O processo é conduzido pelo leiloeiro oficial Renato Gracie, da Gracie Leilões, com supervisão técnica da administradora judicial Natália Pimentel Lopes, da LRF Líderes em Recuperação Judicial e Falência, escritório especializado em reestruturação empresarial com sede no Recife, responsável pela administração judicial do processo do Grupo João Santos junto à 15ª Vara Cível da Capital. Os lances serão realizados exclusivamente pela internet, no site www.gracieleiloes.com.br.

Concessões já aprovadas reduzem risco do investidor

Um diferencial dos 10 lotes em Pernambuco é o estágio avançado das autorizações junto à Agência Nacional de Mineração (ANM). Quatro chegam ao mercado com Portaria de Lavra ativa — os dois lotes de calcário em Goiana e o lote de traquito em Ipojuca — e seis com Relatório Final de Pesquisa aprovado. O processo regular para obter essas concessões leva de cinco a dez anos. Todos os lotes acompanham laudos técnicos e plano de negócios com projeções de retorno e custos operacionais.

“São ativos que raramente chegam ao público, as grandes mineradoras costumam absorvê-los antes. Desta vez, qualquer cidadão ou empresa pode disputar. O comprador entra com anos de burocracia já vencidos, em um mercado bilionário que raramente se abre”, afirmou o leiloeiro Renato Gracie.

O pagamento poderá ser feito à vista ou com sinal de 25% e saldo parcelado em até 12 vezes, corrigido pela Tabela ENCOGE (IPCA-E), que acumulou cerca de 4% ao ano em 2025. Incide comissão de 5% sobre o valor da arrematação, paga diretamente ao leiloeiro. A 1ª praça encerra em 18 de junho de 2026, às 15h. A 2ª praça abre na mesma data e encerra em 25 de junho de 2026, às 15h.

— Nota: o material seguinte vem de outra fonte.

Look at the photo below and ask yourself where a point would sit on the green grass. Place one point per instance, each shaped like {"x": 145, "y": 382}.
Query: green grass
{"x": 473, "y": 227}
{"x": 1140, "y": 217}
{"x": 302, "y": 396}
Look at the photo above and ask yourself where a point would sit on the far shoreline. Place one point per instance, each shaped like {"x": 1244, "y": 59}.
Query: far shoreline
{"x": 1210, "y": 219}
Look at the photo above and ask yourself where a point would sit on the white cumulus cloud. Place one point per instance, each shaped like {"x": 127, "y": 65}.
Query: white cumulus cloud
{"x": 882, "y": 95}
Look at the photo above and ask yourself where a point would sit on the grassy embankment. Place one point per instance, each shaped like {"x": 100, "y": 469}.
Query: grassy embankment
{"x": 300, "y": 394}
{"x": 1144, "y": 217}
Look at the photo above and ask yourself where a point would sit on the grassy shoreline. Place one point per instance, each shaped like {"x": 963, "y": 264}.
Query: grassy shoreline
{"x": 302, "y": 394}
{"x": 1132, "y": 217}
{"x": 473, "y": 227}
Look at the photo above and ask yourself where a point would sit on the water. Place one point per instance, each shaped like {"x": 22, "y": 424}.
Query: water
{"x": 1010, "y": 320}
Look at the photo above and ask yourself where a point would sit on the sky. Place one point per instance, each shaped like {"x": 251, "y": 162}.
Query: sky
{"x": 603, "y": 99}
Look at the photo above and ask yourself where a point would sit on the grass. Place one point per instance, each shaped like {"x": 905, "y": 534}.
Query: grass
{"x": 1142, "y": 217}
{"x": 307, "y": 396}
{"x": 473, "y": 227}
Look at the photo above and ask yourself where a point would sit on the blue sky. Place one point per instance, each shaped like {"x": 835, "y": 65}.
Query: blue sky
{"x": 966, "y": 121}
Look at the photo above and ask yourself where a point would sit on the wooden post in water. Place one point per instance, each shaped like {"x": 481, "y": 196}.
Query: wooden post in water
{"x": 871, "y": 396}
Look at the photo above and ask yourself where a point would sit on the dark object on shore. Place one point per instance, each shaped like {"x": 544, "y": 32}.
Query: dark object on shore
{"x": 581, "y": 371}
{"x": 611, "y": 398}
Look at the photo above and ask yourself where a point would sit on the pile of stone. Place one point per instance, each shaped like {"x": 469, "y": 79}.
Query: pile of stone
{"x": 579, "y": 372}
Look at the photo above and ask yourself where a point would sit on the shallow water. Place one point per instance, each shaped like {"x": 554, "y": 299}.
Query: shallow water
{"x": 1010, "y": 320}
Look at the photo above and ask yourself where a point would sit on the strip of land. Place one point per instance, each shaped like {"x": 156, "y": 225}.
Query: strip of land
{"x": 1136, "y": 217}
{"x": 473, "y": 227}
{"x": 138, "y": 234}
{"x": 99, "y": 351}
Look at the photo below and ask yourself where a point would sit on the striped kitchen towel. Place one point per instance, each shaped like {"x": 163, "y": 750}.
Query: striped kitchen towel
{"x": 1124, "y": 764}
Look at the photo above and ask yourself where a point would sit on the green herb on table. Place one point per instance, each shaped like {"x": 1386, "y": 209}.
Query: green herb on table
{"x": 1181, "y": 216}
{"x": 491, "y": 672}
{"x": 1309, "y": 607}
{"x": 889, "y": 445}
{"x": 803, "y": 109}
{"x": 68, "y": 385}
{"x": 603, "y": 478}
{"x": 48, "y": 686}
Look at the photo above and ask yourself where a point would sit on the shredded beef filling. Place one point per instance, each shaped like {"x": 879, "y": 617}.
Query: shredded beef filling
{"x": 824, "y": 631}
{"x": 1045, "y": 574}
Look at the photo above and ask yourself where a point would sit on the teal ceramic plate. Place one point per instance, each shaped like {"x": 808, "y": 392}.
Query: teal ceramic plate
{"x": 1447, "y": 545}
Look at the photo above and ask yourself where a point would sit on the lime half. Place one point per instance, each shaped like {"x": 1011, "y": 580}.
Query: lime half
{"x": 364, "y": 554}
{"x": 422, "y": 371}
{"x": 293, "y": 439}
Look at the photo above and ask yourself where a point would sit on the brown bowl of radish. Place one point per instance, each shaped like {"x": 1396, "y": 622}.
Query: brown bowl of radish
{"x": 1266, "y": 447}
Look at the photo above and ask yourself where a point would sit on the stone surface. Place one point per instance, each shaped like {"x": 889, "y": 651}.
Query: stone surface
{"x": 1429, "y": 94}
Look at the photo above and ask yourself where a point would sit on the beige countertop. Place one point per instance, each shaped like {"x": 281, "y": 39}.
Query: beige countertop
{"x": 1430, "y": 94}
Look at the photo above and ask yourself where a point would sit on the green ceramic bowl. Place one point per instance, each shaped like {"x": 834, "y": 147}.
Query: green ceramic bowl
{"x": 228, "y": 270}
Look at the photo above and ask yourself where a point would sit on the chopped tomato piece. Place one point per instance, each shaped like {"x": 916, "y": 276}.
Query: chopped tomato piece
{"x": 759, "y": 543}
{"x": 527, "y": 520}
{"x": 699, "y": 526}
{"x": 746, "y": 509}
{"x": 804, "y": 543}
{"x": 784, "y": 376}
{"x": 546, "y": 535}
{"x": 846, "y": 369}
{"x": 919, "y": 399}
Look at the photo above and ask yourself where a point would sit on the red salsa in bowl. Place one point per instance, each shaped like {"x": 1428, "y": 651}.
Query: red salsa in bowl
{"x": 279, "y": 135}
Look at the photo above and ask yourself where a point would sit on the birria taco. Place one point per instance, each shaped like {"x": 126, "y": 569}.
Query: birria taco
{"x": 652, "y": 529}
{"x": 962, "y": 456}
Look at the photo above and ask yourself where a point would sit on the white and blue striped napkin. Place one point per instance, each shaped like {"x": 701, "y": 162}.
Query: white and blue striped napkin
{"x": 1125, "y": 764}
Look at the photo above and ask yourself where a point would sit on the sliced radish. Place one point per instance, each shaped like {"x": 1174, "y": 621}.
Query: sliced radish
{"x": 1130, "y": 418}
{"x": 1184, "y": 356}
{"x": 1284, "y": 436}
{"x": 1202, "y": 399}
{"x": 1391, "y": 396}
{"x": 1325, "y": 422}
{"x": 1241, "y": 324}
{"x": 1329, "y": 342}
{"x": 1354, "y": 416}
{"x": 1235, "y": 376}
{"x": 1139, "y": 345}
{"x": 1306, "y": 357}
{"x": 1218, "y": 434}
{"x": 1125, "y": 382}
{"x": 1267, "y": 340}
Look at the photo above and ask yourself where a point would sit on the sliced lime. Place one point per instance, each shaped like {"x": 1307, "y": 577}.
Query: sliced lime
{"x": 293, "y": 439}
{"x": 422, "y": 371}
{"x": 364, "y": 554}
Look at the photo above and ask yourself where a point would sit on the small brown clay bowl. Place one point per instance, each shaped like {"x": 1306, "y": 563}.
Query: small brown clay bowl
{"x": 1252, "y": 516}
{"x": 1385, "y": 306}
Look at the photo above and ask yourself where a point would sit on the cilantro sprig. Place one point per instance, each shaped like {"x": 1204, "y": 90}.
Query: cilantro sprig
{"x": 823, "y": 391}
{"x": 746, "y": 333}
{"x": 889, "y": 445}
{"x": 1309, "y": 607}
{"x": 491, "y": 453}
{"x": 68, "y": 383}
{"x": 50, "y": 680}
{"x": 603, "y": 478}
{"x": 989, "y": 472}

Recuperação judicial e acordo bilionário com a União

A recuperação judicial do Grupo João Santos foi deferida em dezembro de 2022, após mudança na gestão do grupo em agosto daquele ano. Em agosto de 2023, o grupo firmou com a PGFN o maior acordo de transação tributária da história do Brasil: uma dívida original de cerca de R$ 11 bilhões foi reduzida para aproximadamente R$ 4 bilhões, após descontos sobre juros, multas e encargos. A PGFN informou que as parcelas do acordo estão pagas até dezembro de 2026.

Em junho de 2025, o STJ decidiu, por maioria, pela continuidade do processo e pela manutenção da gestão atual, rejeitando o pedido de retorno do empresário Fernando Santos ao comando do grupo. O grupo chegou a ser o segundo maior grupo cimenteiro do Brasil, com faturamento de cerca de R$ 3 bilhões ao ano e produção de 6,4 milhões de toneladas de cimento, operando 11 fábricas em todo o país e atuando também nos setores sucroalcooleiro, de comunicação, celulose e mineração.